U.S. Pat. No. 5,424,260 describes an alumina product NMP from the processing of aluminum salt slag and its use for the production of ceramic fibers. The alumina product NMP contains 40–75 weight-percent Al2O3, 5–20 weight-percent MgO, 2–15 weight-percent SiO2, with a loss on ignition of about 20 weight-percent (column 5, lines 57–68). There is no information on aluminum hydroxide content.
U.S. Pat. No. 6,238,633 discloses a process for producing a sintered calcium aluminate slag former for use in the production of steel, based on a non-metallic product NMP (column 5, lines 44 ff.), consisting of 40–75 weight-percent Al2O3, 0–20 weight-percent MgO, 2–15 weight-percent SiO2, in each case less than 1 percent aluminum metal and aluminum nitride, and a loss on ignition at 1400° C. of 5–35 weight-percent. No information on the contents of aluminum hydroxides is given other than a reference to an “amorphous alumina precursor phase” or “hydrated amorphous phase” that is transformed into corundum during calcining (column 6, line 39–48).
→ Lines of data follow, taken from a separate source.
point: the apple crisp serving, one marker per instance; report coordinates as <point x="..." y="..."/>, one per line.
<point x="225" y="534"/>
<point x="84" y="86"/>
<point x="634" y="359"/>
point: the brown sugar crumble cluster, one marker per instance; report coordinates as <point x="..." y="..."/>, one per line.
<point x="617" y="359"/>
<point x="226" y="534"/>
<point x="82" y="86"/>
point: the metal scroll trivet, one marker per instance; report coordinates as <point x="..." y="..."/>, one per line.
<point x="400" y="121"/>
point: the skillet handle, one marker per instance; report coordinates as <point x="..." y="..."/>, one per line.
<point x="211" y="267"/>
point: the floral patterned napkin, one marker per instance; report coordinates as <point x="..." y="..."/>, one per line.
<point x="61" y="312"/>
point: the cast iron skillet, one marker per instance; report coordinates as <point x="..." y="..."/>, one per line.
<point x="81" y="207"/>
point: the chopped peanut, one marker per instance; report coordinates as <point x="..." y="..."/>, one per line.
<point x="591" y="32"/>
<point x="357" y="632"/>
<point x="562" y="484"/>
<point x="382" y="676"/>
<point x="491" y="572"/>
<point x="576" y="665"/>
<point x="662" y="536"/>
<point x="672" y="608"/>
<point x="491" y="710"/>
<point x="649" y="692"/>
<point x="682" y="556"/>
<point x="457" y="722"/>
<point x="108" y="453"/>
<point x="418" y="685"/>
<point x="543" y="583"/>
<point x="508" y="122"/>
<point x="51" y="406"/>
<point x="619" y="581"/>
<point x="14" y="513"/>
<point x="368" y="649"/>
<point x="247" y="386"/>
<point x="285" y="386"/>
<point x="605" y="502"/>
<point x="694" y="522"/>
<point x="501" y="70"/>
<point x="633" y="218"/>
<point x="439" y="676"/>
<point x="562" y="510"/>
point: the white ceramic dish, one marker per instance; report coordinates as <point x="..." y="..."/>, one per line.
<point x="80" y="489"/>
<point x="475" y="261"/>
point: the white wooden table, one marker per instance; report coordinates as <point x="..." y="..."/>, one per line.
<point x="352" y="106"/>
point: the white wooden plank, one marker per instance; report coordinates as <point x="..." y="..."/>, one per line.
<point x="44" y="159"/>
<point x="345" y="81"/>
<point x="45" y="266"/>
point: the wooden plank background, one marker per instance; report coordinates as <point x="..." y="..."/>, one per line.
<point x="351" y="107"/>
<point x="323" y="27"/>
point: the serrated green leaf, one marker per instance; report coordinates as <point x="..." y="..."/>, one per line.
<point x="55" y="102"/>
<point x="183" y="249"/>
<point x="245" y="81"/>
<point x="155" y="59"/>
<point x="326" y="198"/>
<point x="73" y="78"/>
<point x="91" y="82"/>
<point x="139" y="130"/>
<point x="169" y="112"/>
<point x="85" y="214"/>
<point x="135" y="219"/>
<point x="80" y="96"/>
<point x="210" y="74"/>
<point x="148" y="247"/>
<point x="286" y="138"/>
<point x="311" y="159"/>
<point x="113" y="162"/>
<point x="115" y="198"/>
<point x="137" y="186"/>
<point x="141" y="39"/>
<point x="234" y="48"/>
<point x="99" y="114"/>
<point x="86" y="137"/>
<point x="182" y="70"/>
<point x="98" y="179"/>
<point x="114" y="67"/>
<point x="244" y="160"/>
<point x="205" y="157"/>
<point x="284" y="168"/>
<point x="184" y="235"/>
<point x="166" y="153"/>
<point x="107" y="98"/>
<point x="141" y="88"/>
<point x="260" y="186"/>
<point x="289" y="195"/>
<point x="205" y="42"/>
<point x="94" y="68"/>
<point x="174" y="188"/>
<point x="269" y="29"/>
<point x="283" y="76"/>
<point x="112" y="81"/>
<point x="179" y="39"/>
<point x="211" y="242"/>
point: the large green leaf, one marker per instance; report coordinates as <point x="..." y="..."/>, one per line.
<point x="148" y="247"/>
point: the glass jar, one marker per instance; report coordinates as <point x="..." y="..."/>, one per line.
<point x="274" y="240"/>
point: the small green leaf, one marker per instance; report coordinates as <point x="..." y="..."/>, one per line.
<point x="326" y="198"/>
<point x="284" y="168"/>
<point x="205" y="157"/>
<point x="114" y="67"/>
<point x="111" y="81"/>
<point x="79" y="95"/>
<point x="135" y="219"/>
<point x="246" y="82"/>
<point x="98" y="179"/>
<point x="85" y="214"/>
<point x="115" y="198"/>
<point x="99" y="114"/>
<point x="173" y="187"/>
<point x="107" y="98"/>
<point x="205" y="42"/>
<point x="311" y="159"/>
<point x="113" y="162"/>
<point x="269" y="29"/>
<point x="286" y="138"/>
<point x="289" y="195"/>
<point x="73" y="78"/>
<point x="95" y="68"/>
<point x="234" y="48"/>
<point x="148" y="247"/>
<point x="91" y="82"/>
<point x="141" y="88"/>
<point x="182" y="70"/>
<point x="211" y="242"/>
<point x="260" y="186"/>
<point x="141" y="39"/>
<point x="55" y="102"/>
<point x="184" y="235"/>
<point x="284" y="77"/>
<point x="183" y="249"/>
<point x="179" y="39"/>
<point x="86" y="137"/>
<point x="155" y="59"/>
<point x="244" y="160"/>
After mixing with CaO or CaO-carriers (calcium hydroxide or calcium carbonate), pellets or extruded shapes are formed and heated to a temperature between 1093 and 1193° C. A calcium aluminate produced in this manner has a melting point of 1360° C. (column 12, line 6–8). The NMP is produced from aluminum salt slag, wherein a reduction of the contents of aluminum metal and aluminum nitride by a fine sieve separation helps to prevent materials from sticking to surfaces of agglomerating into lumps during the sintering of the calcium aluminate (column 11, line 46–49). The disadvantage of this process is, that the mechanically separated aluminum metal and aluminum nitride are no longer available for the formation of aluminum oxide. Thus, the Al2O3 content of the alumina source is reduced, a higher total quantity of the alumina source is needed in the mixture, and the impurities in the NMP lead to a loss of purity and degradation of quality in the calcium aluminate.